Les arguments en faveur ou en défaveur de chacune des options ainsi sommairement décrites relèvent pour partie d’éléments techniques, mais aussi pour partie d’éléments d’une autre nature : économique, politique, éthique, etc. La présente démarche ne porte que sur la clarification des éléments de controverse technique : les questions Q1 à Q7 présentées ci-après et débattues avec les experts portent respectivement sur le monorecyclage, le multirecyclage, l’entreposage, le démantèlement des réacteurs graphite-gaz, la gestion des déchets à très faible activité, le projet Cigéo et les alternatives à ce projet. Leur intitulé est limité aux controverses techniques identifiées sur ces questions, sans préjuger d’autres éléments qui relèvent du débat public lui-même et non de la présente démarche préalable de clarification des controverses techniques.

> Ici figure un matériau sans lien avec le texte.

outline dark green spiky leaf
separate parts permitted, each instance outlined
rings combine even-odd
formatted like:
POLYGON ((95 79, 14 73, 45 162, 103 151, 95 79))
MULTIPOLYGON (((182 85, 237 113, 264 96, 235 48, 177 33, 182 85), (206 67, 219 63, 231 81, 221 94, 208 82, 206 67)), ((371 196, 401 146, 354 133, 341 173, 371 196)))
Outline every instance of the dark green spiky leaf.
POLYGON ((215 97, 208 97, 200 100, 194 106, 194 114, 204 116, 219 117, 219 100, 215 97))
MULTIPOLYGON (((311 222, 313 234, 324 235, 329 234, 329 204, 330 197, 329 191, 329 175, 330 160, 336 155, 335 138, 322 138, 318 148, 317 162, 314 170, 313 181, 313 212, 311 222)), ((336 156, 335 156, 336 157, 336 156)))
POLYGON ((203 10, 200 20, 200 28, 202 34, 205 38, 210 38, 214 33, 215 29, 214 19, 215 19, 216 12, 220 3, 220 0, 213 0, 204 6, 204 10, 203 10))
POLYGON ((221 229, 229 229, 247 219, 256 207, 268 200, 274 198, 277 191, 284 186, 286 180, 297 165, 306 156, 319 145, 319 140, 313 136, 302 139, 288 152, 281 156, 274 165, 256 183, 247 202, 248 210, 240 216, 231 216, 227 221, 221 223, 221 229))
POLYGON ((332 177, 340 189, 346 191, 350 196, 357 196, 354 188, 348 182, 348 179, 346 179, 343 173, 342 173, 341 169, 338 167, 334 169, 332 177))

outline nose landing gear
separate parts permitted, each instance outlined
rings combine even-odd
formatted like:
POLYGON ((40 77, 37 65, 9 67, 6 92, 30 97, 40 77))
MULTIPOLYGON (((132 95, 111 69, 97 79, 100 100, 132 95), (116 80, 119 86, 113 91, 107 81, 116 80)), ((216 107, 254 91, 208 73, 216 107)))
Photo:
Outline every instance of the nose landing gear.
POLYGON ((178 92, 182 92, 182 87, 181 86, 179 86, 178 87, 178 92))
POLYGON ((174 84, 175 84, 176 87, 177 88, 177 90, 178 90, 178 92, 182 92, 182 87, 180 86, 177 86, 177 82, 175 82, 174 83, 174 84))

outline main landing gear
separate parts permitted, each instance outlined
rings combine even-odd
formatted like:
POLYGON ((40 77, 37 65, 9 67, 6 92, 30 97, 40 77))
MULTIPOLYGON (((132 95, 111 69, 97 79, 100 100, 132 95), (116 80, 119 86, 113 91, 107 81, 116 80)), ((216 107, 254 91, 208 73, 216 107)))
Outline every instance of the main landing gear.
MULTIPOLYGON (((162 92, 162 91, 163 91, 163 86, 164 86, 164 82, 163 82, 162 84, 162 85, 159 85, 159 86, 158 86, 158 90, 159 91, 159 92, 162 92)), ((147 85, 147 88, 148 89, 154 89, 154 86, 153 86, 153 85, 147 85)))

2 - Méthode d'analyse des points de vue exprimés

La démarche repose sur :

  • Une liste de sept questions, certaines subdivisées en sous-questions, numérotées de 1a à 7b. Ces questions, établies par la CPDP et validées en réunion avec les autres participants, couvrent les principaux thèmes de débats techniques concernant la gestion des matières et déchets radioactifs.
  • Les éléments d’argumentation apportés par chaque intervenant qui le souhaitait sur chaque question, en trois phases successives :
  • Une note de synthèse par question, établie par la CPDP à partir des contributions reçues. Cette note comprend pour chaque question un résumé, une présentation de la question et de son contexte, et les arguments en présence.

Concernant cette synthèse, deux points importants doivent être précisés :

  • La démarche porte sur les options techniques possibles en matière de gestion des matières et déchets. Elle n’a pas vocation à en décrire toutes les conséquences de façon précise, ce qui relèvera du débat public et le cas échéant de l’instruction des dossiers d’autorisation ultérieurs. En particulier, les impacts environnementaux (relevant du rapport d’évaluation environnementale établi par le maître d’ouvrage, non disponible à ce jour, et de l’avis de l’Autorité environnementale) et les évaluations socio-économiques, relevant d’expertises d’une autre nature, ne sont pas traités ici.
  • Elle est limitée aux argumentations techniques, à l’exclusion des arguments d’opportunité politique ou éthique très présents sur ces questions, et qui relèveront du débat public lui-même : les éléments présentés ici ne prétendent évidemment pas se substituer au débat de fond qui doit avoir lieu sur chaque question, mais seulement mettre à disposition du public l’état des éléments d’argumentation technique en présence. Ce point a conduit à ne pas retenir dans la synthèse des points figurant dans certaines fiches mais relevant de prises de position en opportunité, qui auront leur place dans le débat ultérieur plus qu’ici.

 

La présente note a été établie par la CPDP et sous sa seule responsabilité, après de multiples échanges avec les contributeurs de la démarche, pour traduire leur argumentation aussi fidèlement que possible. Toutes les fiches émises par les contributeurs au cours des phases d’examen successives, répertoriées dans le tableau cité plus haut, sont consultables sur le site de la CPDP. Elles seules engagent leurs auteurs.

[1] cf. article 3, § 2 de la loi de programmation du 28 juin 2006.